If your configuration requires that you have an active-active database configuration, Oracle recommends:

  • Oracle GoldenGate, which allows for databases to be in active-active mode. Both read and write services are active-active on the databases on both sites. See Configuring Oracle GoldenGate for Active-Active Configuration in Administering Oracle GoldenGate.

    When using Oracle Golden Gate, Application Continuity and Active GridLink can be used within a site (intra-site) to handle planned and unplanned down database events. Application Continuity cannot be used to replay transactions during failover or switchover operations across sites (inter-site). Application Continuity does not support failover to a logically different database –including Oracle Logical Standby and Oracle Golden Gate.
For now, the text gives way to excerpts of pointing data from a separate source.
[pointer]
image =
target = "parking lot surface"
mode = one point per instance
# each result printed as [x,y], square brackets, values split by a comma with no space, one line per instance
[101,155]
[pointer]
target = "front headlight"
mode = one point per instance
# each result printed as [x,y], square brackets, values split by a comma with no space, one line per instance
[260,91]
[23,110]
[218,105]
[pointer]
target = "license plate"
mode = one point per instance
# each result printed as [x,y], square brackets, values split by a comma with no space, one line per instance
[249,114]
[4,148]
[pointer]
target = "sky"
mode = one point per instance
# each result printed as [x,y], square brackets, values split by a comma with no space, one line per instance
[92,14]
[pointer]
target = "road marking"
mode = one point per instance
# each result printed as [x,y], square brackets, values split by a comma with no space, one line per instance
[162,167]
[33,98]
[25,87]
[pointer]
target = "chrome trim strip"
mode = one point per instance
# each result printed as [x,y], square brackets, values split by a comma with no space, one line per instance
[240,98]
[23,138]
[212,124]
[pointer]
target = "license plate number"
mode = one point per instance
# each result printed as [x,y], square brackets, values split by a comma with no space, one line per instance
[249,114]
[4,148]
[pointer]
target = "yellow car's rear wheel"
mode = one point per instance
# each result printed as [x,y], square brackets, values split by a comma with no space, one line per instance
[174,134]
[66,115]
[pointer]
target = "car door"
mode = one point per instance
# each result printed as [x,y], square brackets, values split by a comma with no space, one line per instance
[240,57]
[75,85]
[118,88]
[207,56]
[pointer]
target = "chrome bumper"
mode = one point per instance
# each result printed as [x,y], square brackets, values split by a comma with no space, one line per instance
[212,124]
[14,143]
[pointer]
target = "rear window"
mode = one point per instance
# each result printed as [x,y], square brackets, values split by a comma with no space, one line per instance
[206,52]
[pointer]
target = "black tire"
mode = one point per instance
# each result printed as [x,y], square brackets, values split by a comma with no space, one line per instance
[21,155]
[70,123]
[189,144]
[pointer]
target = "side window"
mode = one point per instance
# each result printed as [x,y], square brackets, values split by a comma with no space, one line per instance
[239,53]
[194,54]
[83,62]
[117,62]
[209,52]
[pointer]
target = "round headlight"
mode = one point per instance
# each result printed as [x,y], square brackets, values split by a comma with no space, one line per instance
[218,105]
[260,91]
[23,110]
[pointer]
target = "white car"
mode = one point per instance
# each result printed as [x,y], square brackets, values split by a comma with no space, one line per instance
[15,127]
Replay has a strict requirement that it applies to databases with verified no transaction loss.

    Note:

    Because of the asynchronous replication nature of Oracle GoldenGate, applications must tolerate data loss due to network lag.

  • Implementing conflict resolution with full active/active for all applications/schema that are using Oracle GoldenGate.

  • Designing an environment that requires web affinity to avoid seeing stale data (stick at a site in conversation). Global Data Services (GDS) can provide affinity to the database that is local to the site and manage global services. See Introduction to Global Data Services in Oracle Database Global Data Services Concepts and Administration Guide.

When environments require an active-active database, a combination of these technologies can be used to maximize availability and minimize data loss in planned maintenance events.